# Компьютерные технологии > Игры (games) > RPG & Adventure >  Помогите Пожалуйста (SIMS 3)

## Kseniya.M

Привет :blush: 
я тут уже долго никак не могу скачатъ игру СИМС 3 (БЕСПЛАТНО) 
да, именно бесплатно, не по тому что я не хочу платитъ, а по тому что я НЕ МОГУ платитъ... ето просто не возможно для меня :( (не по смс и вовсе не как )
я буду оченъ благодарна тому кто сможет мне помочъ !!
(и пожалуйста подробно объеснитъ как ето можно сделатъ)
Thank you in advance =)

----------


## Dezire

А в чем проблема, с торрент-трекера скачиваете, и никаких проблем ни со скоростью, ни с отправкой смс:)

----------


## Kseniya.M

Спасибо за совет, но не могли бы вы подсказатъ с какого... ? ни где не могу найти :(

----------


## Dezire

http://kinozal.tv/browse.php?s=sims&...y=&t=0&a=0&o=0
Вот, там куча разного на выбор. Только зарегиться придется на трекере

----------


## Angarsk14

Напиши в яндексе скачать торрент,скачаешь потом зайдёшь на sibnet , а там уже с ариентируешься

----------


## wezzy21

*Kseniya.M*,вот ссылка Letitbit
Shareflare
Могу ещё дать на Депозит, но там по частям.Если у вас интернет соединение небольшое значит это более подходящий для вас вариант.

----------


## Lopaw

Наживаешься на скачках?)

----------


## wezzy21

> Наживаешься на скачках?)


Во 1-ых заливал не я.Мне чтобы залить нужно было бы 1 месяц не выключать комп.Во 2-ых зачем мне заливать не создавая тему причём для 1 человека.Смысл....

----------


## pozitiv-605

Я бы порекоммендовала тебе сайт http://sims3planet.ru/. Отличный ресурс. Я сама обожаю симс 3 и играю в эту игруху еще с самого ее появления. Интересная тема - это альбом воспоминаний, где отражаются все события о которых хочется хранить в памяти. Дом, семья. Можно делиться воспоминаниями с друзьями.
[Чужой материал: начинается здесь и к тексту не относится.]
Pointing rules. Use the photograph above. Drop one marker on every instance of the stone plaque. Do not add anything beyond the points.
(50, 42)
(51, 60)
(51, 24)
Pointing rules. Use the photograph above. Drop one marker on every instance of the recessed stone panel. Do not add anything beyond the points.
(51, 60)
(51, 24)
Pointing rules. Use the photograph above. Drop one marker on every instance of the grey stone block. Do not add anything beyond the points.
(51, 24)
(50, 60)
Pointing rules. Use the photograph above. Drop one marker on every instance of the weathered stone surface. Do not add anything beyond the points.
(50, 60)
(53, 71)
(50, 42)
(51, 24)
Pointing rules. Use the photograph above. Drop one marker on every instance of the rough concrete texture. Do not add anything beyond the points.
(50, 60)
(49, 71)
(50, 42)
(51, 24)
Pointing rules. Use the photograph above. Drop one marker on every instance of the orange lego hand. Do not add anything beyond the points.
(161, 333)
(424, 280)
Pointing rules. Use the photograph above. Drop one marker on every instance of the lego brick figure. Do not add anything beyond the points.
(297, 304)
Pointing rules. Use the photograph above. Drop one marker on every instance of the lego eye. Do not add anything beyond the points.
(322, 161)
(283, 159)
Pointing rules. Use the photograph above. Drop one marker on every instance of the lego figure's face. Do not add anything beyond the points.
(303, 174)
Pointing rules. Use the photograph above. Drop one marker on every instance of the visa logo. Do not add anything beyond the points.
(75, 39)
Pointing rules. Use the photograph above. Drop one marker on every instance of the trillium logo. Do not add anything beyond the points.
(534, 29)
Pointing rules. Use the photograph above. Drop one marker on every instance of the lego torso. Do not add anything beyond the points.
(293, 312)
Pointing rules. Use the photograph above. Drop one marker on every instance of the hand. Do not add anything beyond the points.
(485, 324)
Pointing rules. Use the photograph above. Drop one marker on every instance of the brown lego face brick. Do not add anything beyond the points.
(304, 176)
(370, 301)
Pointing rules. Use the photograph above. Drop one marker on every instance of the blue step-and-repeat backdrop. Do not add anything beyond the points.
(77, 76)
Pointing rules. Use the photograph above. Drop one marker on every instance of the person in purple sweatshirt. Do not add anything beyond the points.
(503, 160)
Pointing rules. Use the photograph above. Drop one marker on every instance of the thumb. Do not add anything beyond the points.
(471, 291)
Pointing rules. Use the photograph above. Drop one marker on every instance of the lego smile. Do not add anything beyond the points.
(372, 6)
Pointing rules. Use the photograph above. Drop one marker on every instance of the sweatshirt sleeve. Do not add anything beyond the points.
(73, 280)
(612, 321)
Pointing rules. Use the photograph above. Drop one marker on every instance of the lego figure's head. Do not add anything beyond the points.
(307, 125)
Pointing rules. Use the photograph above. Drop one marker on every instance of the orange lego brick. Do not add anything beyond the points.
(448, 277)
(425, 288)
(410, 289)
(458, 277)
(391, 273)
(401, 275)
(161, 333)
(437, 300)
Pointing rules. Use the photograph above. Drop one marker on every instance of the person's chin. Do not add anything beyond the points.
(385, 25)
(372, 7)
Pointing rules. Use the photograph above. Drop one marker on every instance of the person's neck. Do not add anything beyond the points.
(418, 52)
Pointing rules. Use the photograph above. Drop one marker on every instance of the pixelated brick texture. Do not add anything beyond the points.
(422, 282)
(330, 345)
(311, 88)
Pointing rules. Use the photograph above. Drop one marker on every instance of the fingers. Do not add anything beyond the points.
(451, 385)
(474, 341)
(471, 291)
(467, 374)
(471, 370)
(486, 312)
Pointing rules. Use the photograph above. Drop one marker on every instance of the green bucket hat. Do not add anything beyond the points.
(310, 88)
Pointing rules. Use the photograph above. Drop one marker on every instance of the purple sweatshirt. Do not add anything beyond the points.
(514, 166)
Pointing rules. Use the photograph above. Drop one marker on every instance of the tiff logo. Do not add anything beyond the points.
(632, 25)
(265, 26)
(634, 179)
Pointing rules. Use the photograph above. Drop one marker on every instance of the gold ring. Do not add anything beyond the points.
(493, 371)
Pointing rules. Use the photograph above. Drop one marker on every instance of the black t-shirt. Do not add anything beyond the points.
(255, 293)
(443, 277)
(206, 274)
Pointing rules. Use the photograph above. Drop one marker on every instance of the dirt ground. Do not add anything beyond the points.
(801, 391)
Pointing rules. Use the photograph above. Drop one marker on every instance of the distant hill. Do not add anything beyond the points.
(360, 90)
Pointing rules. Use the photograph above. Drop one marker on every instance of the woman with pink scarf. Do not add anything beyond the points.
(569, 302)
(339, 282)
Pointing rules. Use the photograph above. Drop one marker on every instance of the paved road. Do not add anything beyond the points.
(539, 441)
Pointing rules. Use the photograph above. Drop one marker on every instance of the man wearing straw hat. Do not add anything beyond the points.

Данный сайт помогает не только скачать sims 3, но и разобраться с игрой, содержит подробную информацию ну и вообще все, что необходимо для спокойного времяпровождения в ней. . Попробуй, у меня все получилось, чего и тебе желаю.

----------


## Takoiruda

В поиске полно ссылок для скачивания, с того сибнет

----------